Muhammed'in cariyeleri:

1. Nefise 2. Cemile

 

Yok böyle bir hadis diyen babayiğit varmı ? Veya 9 yaşı yalan diyen. Diye sormuşsun evet var ben...külliyen yalan diyorum kesinlikle yukarda yazdıklarının Buhariye ait olmadığını idda ediyorum bak hadis no demişsin Buhari 1588 oysaki bende ki 1588 de bak ne yazıyor senin yazdıklarınla uzaktan yakından ilgisi varmı?

 

HadisNo 1588

Fasil

HUDUD BÖLÜMÜ

Konu

Zina Haddi

Ravi

İbnu Abbas

Hadis

:

Hz. Ömer (ra)`i hutbe verirken dinledim. Şöyle demişti: "Allah Teala hazretleri Muhammed (sav)`a hak (din ile) gönderdi ve O`na Kitaba indirdi. Bu indirilenler arasında recm ayeti de vardı! Biz bu ayeti okuduk ve ezberledik. Ayrıca, Resulullah (sav) zina yapana recm cezasını tatbik etti, ondan sonra da biz tatbik ettik. Ben şu endişeyi taşıyorum: Aradan uzun zaman geçince, bazıları çıkıp: "Biz Kitabullah`da recm cezasını görmüyoruz (deyip inkara sapabilecek ve) Allah`ın kitabında indirdiği bir farzı terkederek dalalete düşebilecektir. Bilesiniz, recm, kadın ve erkekten muhsan olanların zinaları, -delil veya hamilelik veya itiraf yoluyla- sübüt bulduğu takdirde, onlara tatbik edilmesi gereken Kitabullah`da mevcut bir haktır.
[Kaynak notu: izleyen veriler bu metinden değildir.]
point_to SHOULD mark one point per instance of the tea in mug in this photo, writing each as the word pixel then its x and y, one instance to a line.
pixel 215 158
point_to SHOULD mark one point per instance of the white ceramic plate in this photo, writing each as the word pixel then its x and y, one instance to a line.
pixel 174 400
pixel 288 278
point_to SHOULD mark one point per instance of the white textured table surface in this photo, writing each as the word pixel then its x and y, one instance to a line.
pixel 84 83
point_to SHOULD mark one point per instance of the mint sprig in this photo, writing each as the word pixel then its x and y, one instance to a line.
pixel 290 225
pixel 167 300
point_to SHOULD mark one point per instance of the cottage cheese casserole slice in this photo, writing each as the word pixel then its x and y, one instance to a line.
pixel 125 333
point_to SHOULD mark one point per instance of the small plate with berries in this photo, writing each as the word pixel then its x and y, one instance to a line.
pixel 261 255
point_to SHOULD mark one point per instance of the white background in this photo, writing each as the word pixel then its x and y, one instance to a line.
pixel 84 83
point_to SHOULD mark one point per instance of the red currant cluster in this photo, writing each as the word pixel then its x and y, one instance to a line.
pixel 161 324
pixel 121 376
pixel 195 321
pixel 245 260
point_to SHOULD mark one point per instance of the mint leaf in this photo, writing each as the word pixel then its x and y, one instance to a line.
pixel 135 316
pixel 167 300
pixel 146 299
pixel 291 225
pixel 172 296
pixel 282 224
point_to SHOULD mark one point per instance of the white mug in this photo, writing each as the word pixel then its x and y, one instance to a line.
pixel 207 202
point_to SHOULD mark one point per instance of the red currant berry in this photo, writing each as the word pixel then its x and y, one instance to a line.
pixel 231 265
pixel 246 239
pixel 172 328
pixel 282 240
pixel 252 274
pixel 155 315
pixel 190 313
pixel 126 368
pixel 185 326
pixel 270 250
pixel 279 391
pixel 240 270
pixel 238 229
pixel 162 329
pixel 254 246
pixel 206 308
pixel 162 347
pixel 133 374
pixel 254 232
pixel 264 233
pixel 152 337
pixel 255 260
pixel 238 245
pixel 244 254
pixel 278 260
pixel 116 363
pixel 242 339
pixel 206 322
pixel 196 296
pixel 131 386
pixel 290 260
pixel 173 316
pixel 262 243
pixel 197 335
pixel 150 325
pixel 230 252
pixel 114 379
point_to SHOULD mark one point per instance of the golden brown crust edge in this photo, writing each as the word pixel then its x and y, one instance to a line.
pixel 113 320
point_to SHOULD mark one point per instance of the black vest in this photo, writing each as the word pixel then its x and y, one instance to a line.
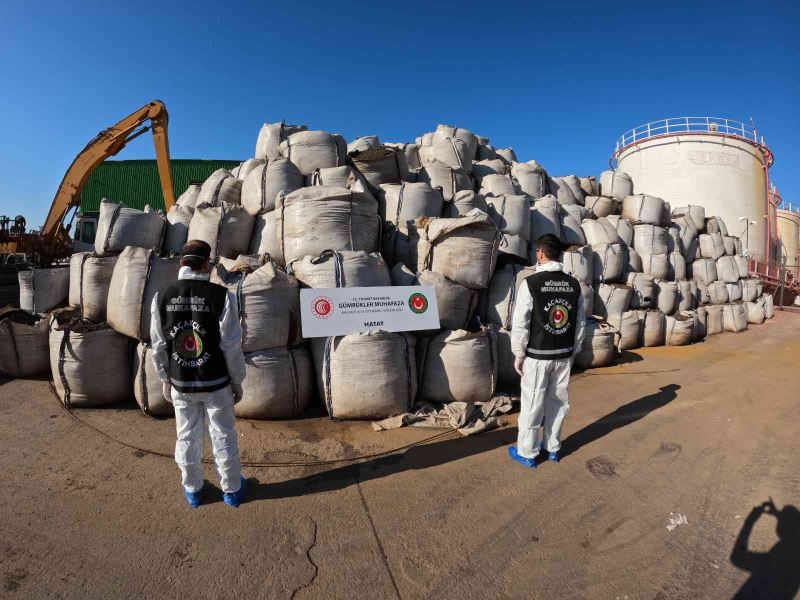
pixel 554 315
pixel 190 311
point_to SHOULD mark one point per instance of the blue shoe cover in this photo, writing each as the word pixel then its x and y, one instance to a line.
pixel 528 463
pixel 193 498
pixel 235 499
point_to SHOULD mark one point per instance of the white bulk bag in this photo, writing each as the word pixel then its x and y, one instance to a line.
pixel 756 312
pixel 261 187
pixel 312 150
pixel 227 228
pixel 645 291
pixel 750 289
pixel 616 184
pixel 497 185
pixel 119 226
pixel 500 297
pixel 545 219
pixel 656 265
pixel 607 262
pixel 147 389
pixel 269 303
pixel 714 321
pixel 677 267
pixel 459 366
pixel 612 299
pixel 705 270
pixel 333 269
pixel 624 228
pixel 455 302
pixel 628 329
pixel 441 175
pixel 711 245
pixel 667 297
pixel 399 203
pixel 643 209
pixel 599 231
pixel 265 238
pixel 734 317
pixel 89 279
pixel 178 219
pixel 679 329
pixel 727 269
pixel 650 239
pixel 577 261
pixel 137 276
pixel 23 344
pixel 41 290
pixel 529 178
pixel 221 186
pixel 602 206
pixel 312 220
pixel 368 375
pixel 653 328
pixel 91 364
pixel 271 135
pixel 511 214
pixel 597 349
pixel 464 249
pixel 279 384
pixel 716 225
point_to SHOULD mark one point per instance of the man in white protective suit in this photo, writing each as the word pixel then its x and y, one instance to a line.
pixel 547 332
pixel 197 352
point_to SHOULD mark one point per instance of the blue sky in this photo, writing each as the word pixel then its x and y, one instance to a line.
pixel 558 81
Allah`a kasemle söylüyorum, eğer insanlar: "Ömer Allah Teala` nın kitabına ilavede bulundu" demeyecek olsalar, recm ayetini (Kitabullah`a) yazardım."

 

Ben daha önce yukardaki bir yazımda Hz Aişe validemizin yaşıyla ilgili bir kaç yorum yazmıştım zaten tekrar yazmıyacağım Hz.Aişe'nin Peygamber efendimizden önce nışanlı olduğunuda biliyoruz eğer sizin söylediğiniz doğruysa o zaman 7 yaşında falan nışanlanmış olması lazım değilmi? biraz mantık yahu lütfen biraz mantık yürütün.

 

Gelelim diğer bölüme eşlerini yazmışsınız başlı başına yanlışlar dolu bilgileri burda doğruymuş gibi aktarmaya çalışmanızı anlayabilmiş değilim...

 

Bir kere Peygamber efendimiz Hz.Hatice ile evliyken evlilik yapmadı ki Peygamberliğide onunla evli olduğu döneme denk gelir ondan sonraki yaptığı evlilikler

 

1- Haticetü'l-Kübra:

 

2- Hz. Sevde (r.an):

 

3- Hz. Aişe (r.an):

 

4- Hz. Hafsa (r.an):

 

5- Hz. Ümmü Seleme (r.an):

 

6- Hz. Ümmü Habibe (r.an):

 

7- Hz. Zeyneb (r.an):

 

9- Hz. Cüveyriye (r.an):

 

10- Hz. Safiyye (r.an):

 

12- Hz. Meymune (r.an):

 

Bunların dışında bir evlilik yok oysaki sen yukarda Muhammedin boşadığı kadınlar demişsin yok böyle bişey hiç bir eşinden ayrılmamıştır Peygamber efendimiz ayrıca bununla yetinmeyip nikahlayıp sonradan ayrıldıkları demişsin buda yetmemiş buda mehir parasını ödemediği kadınlar demişsin tüm bunlarıda Buhari'den aldığını söylede hep beraber gülelim.ya onlarca kitap okudum Peygamber efendimizin hayatıyla ilgili benim hiç bir yerde görmediğim okuyamadığım bu kaynakları siz nerden bulup çıkartıyorsunuz Allah aşkına birde cariyeleri demişsin bu konuda tam emin değilim ama benim bildiğim Maria var.

 

Boşanma durumunun kısa bir özeti.

28- "Ey Peygamber! Eşlerine söyle: "Eğer dünya hayatını ve süslerini istiyorsanız gelin size boşanma bedelinizi vereyim ve güzellikle salıvereyim."

 

Peygamber efendimiz önce Hz. Aişe r.a.'den başladı: "Sana bir şey söyleyeceğim, ama anne ve babana danışmadan acele ile karar vermeni istemiyorum" dedi. Hz. Aişe: "Ne söyleyeceksin?" dedi. Peygamber efendimiz: "Ey Peygamber! Eşlerine söyle.." ayetini okudu. Hz. Aişe: "Senin hakkında anne ve babama mı danışacağım, kesinlikle, Allah'ı ve Peygamberini tercih ediyorum. Bir de benim hangisini tercih ettiğimi diğer eşlerine söylememeni istiyorum" dedi. Bunun üzerine Peygamber efendimiz: "Allah beni güçlük çıkarmam için göndermedi. Beni bir öğretici, kolaylaştırıcı olarak gönderdi. Onlardan biri senin hangisini seçtiğini sorarsa söyleyeceğim" dedi. (Müslim, Zekeriyya bin İshak'tan aktarmıştır)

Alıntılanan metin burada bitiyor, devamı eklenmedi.